Dün, Tayyip Bey’in sandığının aksine,
itirazımızın başkanlık sisteminden çok Cumhurbaşkanı’nın tek adam
yönetimi tutkusuna olduğunu belirtmiş, istenenin de başkanlık
sisteminin getirilmesinden ziyade, dikta yönetiminin yasal
kılıfının hazırlanması olduğunun altını çizmiş, toplumda, yeterli
demokratik birikim olmadığı zaman, Türkiye’de şu anda yürürlükte
olan uygulamadan örnekler vererek, parlamenter sistemin bile
demokrasiye aykırı sonuçlar verebileceğini, aksi halde ise, 4 Ekim
1958 Anayasası’nın 16. maddesinde cumhurbaşkanı için öngörülen, bir
diktatörün dileyebileceği bütün olanakları sağlayan düzenlemelere
karşın başkanlık sisteminin de pek de âlâ demokrasiyle
bağdaşabileceğini, Fransa’dan örnekler vererek
vurgulamıştık.
Bu arada, hemen vurgulamak gerekir ki, Fransa’da V. Cumhuriyet’in
başkancı sisteminin gündeme gelmesinin geçerli bir nedeni vardı. O
da kısmen 3. Cumhuriyet’in (1870 - 1940) son dönemlerinde, ama
hemen hemen tüm 4. Cumhuriyet (1946 - 1958) boyunca süren ve ülkeyi
felç eden siyasi istikrarsızlıklardır.
***
Türkiye kimi koalisyon dönemleri yaşamışsa da parlamentodaki
sandalye dağılımından kaynaklanan siyasal istikrarsızlıklara
sürüklenmemiştir.
Dolayısıyla Fransa’daki arayışlara yol açan nedenler Türkiye’de
yok. Türkiye’de başkanlık sistemi saplantısı Tayyip Bey’in tek
adamlık tutkusundan kaynaklanıyor. Dolayısıyla, aynı sistem iki
ülkede çok farklı sonuçlar vermeye adaydır.

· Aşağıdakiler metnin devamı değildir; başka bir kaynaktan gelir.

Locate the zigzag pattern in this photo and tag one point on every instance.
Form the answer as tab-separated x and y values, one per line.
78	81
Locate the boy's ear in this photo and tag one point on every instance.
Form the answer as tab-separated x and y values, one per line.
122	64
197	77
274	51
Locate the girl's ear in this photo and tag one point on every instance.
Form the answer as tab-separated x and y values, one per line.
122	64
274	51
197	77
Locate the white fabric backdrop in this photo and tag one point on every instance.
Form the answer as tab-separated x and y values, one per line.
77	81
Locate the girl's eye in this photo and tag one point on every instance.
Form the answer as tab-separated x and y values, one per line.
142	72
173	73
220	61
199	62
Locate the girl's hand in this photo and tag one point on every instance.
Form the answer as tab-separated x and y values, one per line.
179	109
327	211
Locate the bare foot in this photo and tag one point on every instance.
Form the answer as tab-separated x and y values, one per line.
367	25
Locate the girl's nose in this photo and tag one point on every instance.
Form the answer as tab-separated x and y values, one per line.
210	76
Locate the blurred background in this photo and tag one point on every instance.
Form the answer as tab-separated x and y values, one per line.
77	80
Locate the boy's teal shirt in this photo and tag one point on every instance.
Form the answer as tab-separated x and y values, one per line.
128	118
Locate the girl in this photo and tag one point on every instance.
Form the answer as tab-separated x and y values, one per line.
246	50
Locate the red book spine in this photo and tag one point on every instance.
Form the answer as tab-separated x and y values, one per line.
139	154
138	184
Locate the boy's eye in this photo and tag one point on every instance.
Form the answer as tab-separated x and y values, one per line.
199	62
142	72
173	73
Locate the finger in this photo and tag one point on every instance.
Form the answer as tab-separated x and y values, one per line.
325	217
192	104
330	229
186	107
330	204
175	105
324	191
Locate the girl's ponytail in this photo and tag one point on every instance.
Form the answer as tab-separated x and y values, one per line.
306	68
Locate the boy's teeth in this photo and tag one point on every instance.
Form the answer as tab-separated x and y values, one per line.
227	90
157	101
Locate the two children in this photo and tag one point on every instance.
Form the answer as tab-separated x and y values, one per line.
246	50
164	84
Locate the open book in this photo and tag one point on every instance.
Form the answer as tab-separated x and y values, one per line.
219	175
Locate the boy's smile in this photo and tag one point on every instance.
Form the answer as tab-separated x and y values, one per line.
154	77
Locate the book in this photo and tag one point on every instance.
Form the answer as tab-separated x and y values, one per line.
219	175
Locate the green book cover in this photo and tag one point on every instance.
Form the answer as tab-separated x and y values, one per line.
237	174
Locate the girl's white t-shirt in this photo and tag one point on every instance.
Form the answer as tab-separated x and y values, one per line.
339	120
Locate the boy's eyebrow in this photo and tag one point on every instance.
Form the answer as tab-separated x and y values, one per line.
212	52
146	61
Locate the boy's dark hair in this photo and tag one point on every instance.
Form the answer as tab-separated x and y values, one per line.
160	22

Gerçekten de, Erdoğan’ın da bir ara, kendine uygun bulduğu Fransız
sistemi cumhurbaşkanı ile başbakanın aynı çoğunluktan gelmeleri
halinde işlemekteydi.
5. Cumhuriyet’in ilk yıllarında cumhurbaşkanı ile parlamentonun
ayrı çoğunluktan olmaları halinde ne olacağı sorusu çok soruldu ve
çoğu uzman bu takdirde sistemin sonunun geleceğini ileri
sürdü.
Korkulan, Mart 1986’da gerçekleşti. Cumhurbaşkanlığı koltuğunda,
1981’de Élysée’ye seçilmiş olan François
Mitterrand oturmaktaydı. Mart 86 yasama seçimlerini
ise Jacques Chirac’ın
partisi RPR kazanmıştı.
Şimdi ne olacaktı?
Mitterrand, parlamento çoğunluğuna dayanan Chirac’ın yerine,
parlamento içinden başka bir başbakan mı atayacaktı? Yoksa
anayasanın kendisine verdiği yetkiyi kullanarak, meclisi
feshederek, yeni seçimlerin mi önünü açacaktı?
***
François Mitterrand bunlardan hiçbirini yapmadı ve Chirac’ı
başbakan olarak atadı. Böylelikle 20 Mart
1986’da “cohabitation” (birlikte var olma iktidarı
paylaşma) denen dönemlerin ilki başlayacak ve 1988’e kadar
sürecektir. Daha sonra François
Mitterrand, Eduard Balladur ile
1993 - 95 arasında ikinci “cohabitation dönemini”ardından da
1997 - 2002 arasında Chirac
- Jospin 3. “cohabitation dönemi”ni
yaşayacaklardır.
Fransız sistemi De Gaulle’e ısmarlama elbise
gibi biçilmiş olmasına, birçok kişinin de bu nedenle General’den
sonra sürmeyeceğini düşünmesine karşın, cumhurbaşkanı ile
parlamentonun ayrı siyasi eğilimlerde olmaları halinde
işleyebilmiştir.
Bunun nedeni Fransızların zengin demokrasi birikimiyle, uzlaşma
kültürüdür.
Şimdi şu soruyu sorduğunuzda acaba ne cevap alırsınız:
- Acaba bu durumlarda, Mitterrand ve Chirac’ın yerinde Tayyip Bey
olsaydı, ne yapardı?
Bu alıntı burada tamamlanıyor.